Standard admission orders included "Valium 10 mg. PO q 4h prn" and we gave it. (I remember the little blue tablets with a "V" cut into them.)

There were ashtrays at the nurse's station for visiting doctors. Nurses had to go to the break room to smoke.

Patients smoked in their rooms.

No blood glucose testing -- we dipsticked urine instead.

Metal bedpans, glass thermometers. (We used to play with the mercury when we broke a thermometer.)

One box of exam gloves for the whole floor -- it was used by interns doing rectal exams. If you were giving a suppository, you used a finger cot and if you were cleaning up poop you did it bare handed.

Specializes in Family Nurse Practitioner.

This thread is so fun to read, so I decided to revive it :)

Specializes in Vascular Access.

Years and years ago, We had a structure in place in the hospital setting which was called "team leading". One RN worked with one CNA and you had 15-18 patients at night on a med-surg floor. You would work together, and it truly was a blessing on your back, and your sanity.

Fast forward 20 years later and I found myself back in a hospital setting, but this time, ICU and Telemetry.

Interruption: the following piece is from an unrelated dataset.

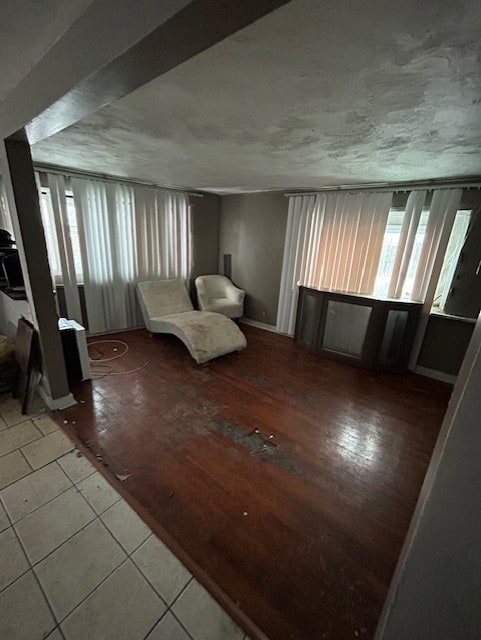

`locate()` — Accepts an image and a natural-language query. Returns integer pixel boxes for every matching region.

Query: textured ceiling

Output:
[33,0,481,193]
[0,0,92,101]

Aughhh.. Things have truly changed: No team leading and when I worked tele, I was the only RN for 6-7 patients, no tech, no LPN. I did my own VS, Passed meal trays and feed patients, did all the bathing, and got all medications to the patients, though sometimes all-be-it late. (And heaven forbid you just received a patient back from the cath lab!) Then, lunch rolled around and you "rinsed and repeated. " This last hospital stint was 15 years ago, and since then, I'm determined NOT to set foot in another hospital as a caregiver. Too old, to tired..LOL.

Specializes in FNP- Urgent Care.

What about alarm fatigue? Were all the patients on tele/pulse ox way back when?